My knees finally give out as I step down, and I fall to the hardwoods beside him, clawing and ripping the rope away from his already-bruising neck.
I plaster my hands to the side of his face and tilt his head back, noticing the slight blue tint to his lips.
“Zeke! Wake up! Please, don’t do this!” I pat his face, trying to wake him up, and when that doesn’t work, I try a little harder and smack him, but get the same result.
A thought pops up into my head, and all I want is to yell for Ser or Damien.
They would know what to do, but as tears finally start to stream from my eyes, I realize that they’re not here, and I’m all alone.
I’m alone…
Serena would keep her head in check and wouldn’t freak out until later, but I’m not her. I don’t have medical training, and I sure as hell have never dealt with someone else in this position. Normally, it’s me that needs medical expertise, and I’m not sure how to give it to someone else.
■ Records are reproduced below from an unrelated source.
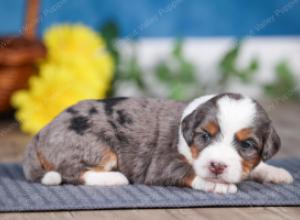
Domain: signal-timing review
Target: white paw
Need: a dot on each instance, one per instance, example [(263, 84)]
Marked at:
[(271, 174), (207, 186)]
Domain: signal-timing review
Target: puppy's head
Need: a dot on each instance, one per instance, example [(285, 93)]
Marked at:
[(226, 136)]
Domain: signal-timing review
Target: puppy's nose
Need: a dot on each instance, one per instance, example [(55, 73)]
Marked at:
[(217, 168)]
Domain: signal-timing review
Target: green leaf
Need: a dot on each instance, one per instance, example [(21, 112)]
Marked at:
[(284, 84)]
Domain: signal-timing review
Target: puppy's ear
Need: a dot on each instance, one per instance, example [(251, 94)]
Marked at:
[(187, 127), (272, 144)]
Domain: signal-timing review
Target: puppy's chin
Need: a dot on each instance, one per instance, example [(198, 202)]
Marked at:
[(233, 173)]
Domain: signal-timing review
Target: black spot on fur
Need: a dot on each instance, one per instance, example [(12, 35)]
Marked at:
[(123, 117), (71, 110), (93, 110), (79, 124), (122, 138), (110, 103), (105, 138)]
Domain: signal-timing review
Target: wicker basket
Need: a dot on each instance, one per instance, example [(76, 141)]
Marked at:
[(18, 56)]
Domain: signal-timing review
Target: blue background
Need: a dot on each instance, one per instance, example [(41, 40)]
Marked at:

But someone like Ser would know.
I shakily reach into my pocket, finally feeling like I’ve started to make some fucking sense, and scramble for my phone to dial 911. It only rings half a time before a woman with a monotone, calm voice answers.
“911, what’s your emergency?”
“Please send help! My brother tried to kill himself!” I yell, much louder than I anticipated, and I instinctively cover my mouth—not sure who I could possibly bother by my volume, and not really giving a shit, but I suppose it’s just an old habit that is resurfacing as I panic.
“What the hell is going on here?” A large man, wearing nothing but gym shorts and a tank top runs into the apartment, obviously hearing the commotion from the hall.
“I…” I finally move my hand from my mouth and swallow harshly, trying not to drool and spit all over the place. “Go find help…” I whisper out, and through a small gasp, as I find it hard to breathe. The man’s eyes widen, and he only nods once before sprinting back out of the apartment.
“Okay ma’am, I need you to stay calm. What’s the address of the emergency?” the woman speaks again, reminding me that I’m on the phone with help already, and I shake my head, barely registering what she said.